A series of external and domestic shocks are putting acute pressure on Malawi’s macro-economy, increasing the urgency to protect essential services for the vulnerable says the latest World Bank’s Malawi Economic Monitor (MEM).

The 15th Edition of the MEM underscores significant deterioration in the government’s finances, with the deficit reaching its highest level in over a decade. For several years, spending has exceeded revenues while the country has imported more than it exports. This has been financed by increased commercial borrowing and Malawi’s debt has now become unsustainable. Malawi’s economic growth is expected to decline further due to these chronic imbalances, which have been heightened by severe weather events. The Ukraine-Russia war has added a new crisis to what was already a challenging economic climate, with rising prices for fuel, fertilizer and other commodities impacting foreign reserves and exerting pressure on inflation. 

While risks to the Malawian economy are tilted to the downside according to the MEM, the government has begun implementing critical policy reforms that are aimed to address macroeconomic imbalances and secure a recovery. However, further action is needed in three areas: i) a coordinated package of reforms to restore macroeconomic stability, ii) enhancing export competitiveness and market-oriented growth, and iii) protecting the poor and strengthening resilience.

In the context of these fiscal constraints, the Special Theme of the 15th MEM highlights the importance of deepening fiscal decentralization, strengthening the intergovernmental fiscal transfer system, and delivering quality services that reach poor and vulnerable households. The MEM shows that Malawi’s decentralization journey to date has been characterized by a system where ‘finance has not followed function’. This has resulted in uncoordinated planning and decision making over service delivery across levels of government, with sector and district processes often occurring in parallel and overlapping. This is further complicated by development partners that continue to primarily concentrate funding through fragmented, off-budget projects. For a meaningful deepening of decentralization to continue, the vicious cycle of low trust, low investment and low accountability in local government systems needs to be broken.

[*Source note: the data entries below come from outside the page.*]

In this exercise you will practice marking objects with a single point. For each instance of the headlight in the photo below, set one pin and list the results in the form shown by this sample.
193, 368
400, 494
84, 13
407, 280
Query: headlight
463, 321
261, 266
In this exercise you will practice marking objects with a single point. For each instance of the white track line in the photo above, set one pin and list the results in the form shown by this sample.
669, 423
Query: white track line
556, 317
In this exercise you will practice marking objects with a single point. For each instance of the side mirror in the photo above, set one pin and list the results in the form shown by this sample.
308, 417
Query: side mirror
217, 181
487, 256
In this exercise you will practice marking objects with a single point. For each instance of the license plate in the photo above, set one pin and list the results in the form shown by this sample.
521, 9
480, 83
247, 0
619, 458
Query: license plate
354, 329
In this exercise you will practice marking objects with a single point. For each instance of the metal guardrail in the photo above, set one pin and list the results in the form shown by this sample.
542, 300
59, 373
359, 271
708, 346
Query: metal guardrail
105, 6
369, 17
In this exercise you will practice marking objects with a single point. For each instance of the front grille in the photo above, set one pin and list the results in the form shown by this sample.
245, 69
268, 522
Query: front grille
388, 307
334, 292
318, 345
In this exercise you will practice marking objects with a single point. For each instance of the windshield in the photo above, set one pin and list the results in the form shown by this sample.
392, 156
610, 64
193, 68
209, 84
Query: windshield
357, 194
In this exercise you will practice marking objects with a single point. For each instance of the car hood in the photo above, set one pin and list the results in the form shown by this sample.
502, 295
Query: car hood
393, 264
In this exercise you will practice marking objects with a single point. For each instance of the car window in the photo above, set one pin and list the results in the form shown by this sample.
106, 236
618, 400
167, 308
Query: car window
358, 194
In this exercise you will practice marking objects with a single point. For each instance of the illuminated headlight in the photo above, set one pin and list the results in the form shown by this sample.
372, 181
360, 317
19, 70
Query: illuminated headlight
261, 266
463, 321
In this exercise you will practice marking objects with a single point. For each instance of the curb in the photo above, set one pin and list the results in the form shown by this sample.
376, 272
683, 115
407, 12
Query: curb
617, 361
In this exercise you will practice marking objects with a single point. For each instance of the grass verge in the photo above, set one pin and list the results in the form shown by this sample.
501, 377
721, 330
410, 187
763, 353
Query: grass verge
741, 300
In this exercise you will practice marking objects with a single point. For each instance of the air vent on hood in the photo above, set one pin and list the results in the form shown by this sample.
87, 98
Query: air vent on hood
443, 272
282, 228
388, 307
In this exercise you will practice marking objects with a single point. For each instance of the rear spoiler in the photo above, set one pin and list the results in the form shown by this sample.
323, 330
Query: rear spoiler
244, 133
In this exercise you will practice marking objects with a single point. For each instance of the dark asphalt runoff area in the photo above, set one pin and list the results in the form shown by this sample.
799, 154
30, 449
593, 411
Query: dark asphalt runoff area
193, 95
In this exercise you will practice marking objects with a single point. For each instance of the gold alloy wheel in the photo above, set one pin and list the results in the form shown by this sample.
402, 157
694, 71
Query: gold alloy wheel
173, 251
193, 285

“At times of fiscal constraint, it becomes critical to maintain effective services for citizens and protect the poor from shocks,” said Hugh Riddell, World Bank Country Manager for Malawi. “The acute economic context provides the Government an opportunity to lock in difficult reforms to stabilize the macro while also deepening decentralization. We at the World Bank are very encouraged by the response of local governments – and citizens – to the new performance-based financing model which can serve to increase confidence in local government systems to bring more development partner resources on-budget.”